Centre for Paediatrics, Blizard Institute, Barts and The London Medical School, Queen Mary University of London, London, UK.
Br J Haematol. 2012 Apr;157(2):197-200. doi: 10.1111/j.1365-2141.2011.08985.x. Epub 2012 Jan 5.
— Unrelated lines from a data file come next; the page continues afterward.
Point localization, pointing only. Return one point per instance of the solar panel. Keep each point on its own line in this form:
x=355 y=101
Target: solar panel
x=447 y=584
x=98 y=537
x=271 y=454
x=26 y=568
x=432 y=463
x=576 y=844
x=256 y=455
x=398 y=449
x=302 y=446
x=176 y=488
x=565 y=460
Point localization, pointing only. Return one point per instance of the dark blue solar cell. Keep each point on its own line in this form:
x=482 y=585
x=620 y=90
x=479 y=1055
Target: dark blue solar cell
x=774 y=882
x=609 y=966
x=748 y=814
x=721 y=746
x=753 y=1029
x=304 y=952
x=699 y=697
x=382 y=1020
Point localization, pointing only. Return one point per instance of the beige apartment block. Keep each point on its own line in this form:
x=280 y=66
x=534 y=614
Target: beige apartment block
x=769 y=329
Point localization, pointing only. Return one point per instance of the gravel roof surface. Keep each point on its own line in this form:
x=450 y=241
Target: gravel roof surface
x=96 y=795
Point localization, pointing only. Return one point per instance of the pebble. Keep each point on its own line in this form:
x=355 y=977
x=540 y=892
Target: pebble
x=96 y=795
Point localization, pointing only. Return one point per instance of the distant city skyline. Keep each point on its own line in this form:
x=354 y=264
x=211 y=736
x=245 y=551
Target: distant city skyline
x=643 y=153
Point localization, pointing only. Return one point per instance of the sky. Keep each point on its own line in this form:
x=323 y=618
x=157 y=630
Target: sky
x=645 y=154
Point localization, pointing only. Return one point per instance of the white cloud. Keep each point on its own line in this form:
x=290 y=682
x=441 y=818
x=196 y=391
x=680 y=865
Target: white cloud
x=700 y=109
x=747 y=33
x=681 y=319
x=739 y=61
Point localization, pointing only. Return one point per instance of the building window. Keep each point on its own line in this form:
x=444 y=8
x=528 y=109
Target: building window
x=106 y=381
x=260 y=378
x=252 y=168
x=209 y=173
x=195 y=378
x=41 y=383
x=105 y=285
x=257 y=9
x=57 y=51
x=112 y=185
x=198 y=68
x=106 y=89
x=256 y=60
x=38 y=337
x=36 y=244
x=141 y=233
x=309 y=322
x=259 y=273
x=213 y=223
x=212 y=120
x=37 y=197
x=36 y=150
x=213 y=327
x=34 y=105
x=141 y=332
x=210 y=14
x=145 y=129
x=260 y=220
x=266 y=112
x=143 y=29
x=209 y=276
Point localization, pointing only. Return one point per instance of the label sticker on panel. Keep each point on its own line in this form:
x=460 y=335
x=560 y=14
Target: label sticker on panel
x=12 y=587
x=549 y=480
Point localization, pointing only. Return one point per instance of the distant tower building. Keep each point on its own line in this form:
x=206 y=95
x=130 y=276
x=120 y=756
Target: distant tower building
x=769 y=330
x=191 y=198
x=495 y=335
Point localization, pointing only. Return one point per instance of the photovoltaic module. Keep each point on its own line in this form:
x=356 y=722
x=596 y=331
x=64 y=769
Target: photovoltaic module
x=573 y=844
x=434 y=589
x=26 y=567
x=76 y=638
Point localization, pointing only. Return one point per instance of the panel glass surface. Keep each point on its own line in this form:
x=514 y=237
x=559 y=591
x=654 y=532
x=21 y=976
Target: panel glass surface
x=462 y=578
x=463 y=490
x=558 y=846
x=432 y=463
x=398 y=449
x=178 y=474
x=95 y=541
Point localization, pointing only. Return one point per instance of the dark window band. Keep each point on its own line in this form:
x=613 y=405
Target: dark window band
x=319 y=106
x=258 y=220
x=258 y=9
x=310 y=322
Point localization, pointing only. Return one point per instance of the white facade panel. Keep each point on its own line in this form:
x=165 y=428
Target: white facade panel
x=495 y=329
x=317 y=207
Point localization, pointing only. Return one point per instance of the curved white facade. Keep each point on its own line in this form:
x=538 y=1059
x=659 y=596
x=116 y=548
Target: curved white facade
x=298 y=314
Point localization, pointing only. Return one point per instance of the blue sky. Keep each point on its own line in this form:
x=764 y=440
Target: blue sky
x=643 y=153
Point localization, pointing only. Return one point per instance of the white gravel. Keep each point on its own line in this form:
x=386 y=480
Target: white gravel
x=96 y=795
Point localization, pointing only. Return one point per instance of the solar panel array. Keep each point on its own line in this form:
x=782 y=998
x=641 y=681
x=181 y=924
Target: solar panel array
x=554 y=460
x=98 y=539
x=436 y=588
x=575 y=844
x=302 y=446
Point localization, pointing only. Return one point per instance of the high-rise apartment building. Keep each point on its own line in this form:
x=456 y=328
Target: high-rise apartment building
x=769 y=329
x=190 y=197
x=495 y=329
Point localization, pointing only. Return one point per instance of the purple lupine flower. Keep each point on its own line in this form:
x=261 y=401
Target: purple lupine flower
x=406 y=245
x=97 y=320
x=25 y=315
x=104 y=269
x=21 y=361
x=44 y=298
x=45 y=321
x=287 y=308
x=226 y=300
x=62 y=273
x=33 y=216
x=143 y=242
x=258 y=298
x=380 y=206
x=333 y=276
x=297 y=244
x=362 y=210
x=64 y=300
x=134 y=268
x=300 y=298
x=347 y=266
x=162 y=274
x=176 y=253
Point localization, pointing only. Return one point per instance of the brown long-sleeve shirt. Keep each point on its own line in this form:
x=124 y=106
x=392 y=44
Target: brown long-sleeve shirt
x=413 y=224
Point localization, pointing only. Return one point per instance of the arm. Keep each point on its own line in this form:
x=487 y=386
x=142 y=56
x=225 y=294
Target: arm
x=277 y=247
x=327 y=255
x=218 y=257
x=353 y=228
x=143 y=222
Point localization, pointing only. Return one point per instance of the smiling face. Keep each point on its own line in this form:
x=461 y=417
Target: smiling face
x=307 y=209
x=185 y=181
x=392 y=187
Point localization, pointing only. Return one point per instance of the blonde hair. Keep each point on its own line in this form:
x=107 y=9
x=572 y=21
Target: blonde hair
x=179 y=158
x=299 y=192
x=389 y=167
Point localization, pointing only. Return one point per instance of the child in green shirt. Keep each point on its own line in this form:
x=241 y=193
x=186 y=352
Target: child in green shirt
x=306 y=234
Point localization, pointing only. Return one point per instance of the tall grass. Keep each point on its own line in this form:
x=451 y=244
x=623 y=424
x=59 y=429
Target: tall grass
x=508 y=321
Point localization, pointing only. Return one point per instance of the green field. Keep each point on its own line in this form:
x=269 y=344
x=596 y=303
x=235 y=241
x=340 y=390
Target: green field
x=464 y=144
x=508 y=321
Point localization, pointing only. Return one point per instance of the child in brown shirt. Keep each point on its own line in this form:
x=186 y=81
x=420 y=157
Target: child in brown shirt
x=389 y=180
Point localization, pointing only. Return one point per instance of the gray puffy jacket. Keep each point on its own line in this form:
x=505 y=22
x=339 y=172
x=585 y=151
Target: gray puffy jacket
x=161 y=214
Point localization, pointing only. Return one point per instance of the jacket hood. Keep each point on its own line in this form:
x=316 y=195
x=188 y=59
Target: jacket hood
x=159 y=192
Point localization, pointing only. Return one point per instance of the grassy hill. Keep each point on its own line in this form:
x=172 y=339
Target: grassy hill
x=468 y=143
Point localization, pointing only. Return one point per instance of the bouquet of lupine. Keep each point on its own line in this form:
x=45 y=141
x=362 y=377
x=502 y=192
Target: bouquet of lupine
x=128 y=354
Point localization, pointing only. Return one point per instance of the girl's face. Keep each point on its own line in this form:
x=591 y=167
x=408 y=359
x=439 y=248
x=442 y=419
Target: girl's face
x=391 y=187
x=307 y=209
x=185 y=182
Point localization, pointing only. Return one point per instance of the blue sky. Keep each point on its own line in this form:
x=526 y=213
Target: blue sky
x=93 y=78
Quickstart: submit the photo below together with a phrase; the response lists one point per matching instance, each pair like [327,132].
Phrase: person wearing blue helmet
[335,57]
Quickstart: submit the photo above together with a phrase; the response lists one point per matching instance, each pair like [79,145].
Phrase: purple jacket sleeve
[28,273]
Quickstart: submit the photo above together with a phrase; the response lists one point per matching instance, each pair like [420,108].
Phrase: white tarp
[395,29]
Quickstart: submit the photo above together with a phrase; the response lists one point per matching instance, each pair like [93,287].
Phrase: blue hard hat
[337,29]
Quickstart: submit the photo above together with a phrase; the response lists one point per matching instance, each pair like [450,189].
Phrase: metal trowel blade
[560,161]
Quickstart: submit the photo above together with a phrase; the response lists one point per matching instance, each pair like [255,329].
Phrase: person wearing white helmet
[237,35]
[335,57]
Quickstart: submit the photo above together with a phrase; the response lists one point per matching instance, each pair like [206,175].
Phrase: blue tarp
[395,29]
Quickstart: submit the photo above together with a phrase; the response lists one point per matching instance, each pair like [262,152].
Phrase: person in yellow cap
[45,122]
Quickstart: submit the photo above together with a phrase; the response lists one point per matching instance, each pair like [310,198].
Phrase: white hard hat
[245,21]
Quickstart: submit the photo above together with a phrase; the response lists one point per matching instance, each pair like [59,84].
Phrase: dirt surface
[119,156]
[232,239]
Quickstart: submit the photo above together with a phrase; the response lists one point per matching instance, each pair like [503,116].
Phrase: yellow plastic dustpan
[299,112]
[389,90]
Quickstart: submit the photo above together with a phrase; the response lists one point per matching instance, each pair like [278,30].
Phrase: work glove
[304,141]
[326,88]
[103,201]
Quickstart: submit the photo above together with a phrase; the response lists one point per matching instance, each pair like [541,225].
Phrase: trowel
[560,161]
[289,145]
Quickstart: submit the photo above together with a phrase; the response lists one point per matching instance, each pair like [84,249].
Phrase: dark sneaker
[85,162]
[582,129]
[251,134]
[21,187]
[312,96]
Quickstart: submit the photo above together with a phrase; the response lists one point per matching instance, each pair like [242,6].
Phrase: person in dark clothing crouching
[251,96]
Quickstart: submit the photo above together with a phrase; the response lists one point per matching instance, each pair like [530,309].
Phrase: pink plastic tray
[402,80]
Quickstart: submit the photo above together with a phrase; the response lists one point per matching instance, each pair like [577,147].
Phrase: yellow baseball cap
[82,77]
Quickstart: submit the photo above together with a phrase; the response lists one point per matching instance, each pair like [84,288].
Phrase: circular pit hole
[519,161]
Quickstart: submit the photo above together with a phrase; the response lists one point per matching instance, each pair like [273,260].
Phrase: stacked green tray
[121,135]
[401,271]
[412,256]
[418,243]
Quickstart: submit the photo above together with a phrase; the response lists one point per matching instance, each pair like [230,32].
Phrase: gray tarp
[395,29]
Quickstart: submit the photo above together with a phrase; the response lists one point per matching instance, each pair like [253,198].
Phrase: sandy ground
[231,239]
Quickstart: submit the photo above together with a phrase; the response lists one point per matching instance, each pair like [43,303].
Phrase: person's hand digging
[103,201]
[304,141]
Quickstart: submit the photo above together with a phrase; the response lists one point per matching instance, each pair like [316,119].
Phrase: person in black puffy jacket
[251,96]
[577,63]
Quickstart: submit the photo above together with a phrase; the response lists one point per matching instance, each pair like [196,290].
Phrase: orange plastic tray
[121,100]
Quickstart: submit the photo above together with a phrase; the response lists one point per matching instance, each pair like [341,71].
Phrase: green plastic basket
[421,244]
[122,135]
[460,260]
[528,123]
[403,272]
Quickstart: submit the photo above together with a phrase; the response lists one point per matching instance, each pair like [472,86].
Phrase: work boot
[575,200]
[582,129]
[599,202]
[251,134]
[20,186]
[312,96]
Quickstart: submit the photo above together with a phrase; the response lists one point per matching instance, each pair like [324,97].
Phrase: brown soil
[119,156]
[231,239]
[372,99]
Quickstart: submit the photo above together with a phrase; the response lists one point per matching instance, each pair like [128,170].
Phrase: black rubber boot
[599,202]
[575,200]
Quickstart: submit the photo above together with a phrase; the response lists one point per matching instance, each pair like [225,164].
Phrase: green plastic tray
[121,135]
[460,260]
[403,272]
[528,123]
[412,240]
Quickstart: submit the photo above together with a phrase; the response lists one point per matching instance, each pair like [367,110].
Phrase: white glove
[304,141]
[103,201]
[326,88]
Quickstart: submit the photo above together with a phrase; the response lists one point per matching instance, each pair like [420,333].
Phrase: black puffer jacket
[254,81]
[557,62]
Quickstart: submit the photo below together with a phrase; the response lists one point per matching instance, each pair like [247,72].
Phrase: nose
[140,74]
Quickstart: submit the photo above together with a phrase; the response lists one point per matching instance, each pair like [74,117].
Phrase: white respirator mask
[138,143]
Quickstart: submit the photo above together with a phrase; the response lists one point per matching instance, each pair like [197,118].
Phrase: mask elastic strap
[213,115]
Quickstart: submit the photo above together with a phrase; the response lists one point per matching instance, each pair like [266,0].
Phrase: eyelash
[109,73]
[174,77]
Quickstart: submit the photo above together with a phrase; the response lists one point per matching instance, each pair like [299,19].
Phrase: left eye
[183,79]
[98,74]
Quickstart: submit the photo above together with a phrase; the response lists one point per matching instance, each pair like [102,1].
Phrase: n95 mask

Children with Down syndrome have a 20- to 50-fold increased risk of acute lymphocytic or myeloid leukaemia. Whole or partial gains of chromosome 21 have been described in multiple childhood leukaemias, and have recently been reported as a likely primary event in B-precursor-acute lymphoblastic leukaemia. It is unclear which amplified gene(s) on chromosome 21 play a key role in leukaemia progression. We describe a minimal amplified segment within the so-called 'Down syndrome critical region' shared between two cases of AML-M0; a Down syndrome, and a constitutionally normal individual. Interestingly, the amplified region does not include the oncogenes RUNX1, ETS2 and ERG.
唐氏综合征患儿发生急性淋巴细胞白血病或髓系白血病的风险增加 20-50 倍。在多种儿童白血病中已描述了整条或部分 21 号染色体获得,并且最近报道称其可能是 B 前体-急性淋巴细胞白血病的一个早期事件。目前尚不清楚 21 号染色体上的哪些扩增基因在白血病进展中起关键作用。我们描述了两例 AML-M0(唐氏综合征和一个染色体正常的个体)之间所谓的唐氏综合征关键区的最小扩增片段。有趣的是,扩增区域不包括癌基因 RUNX1、ETS2 和 ERG。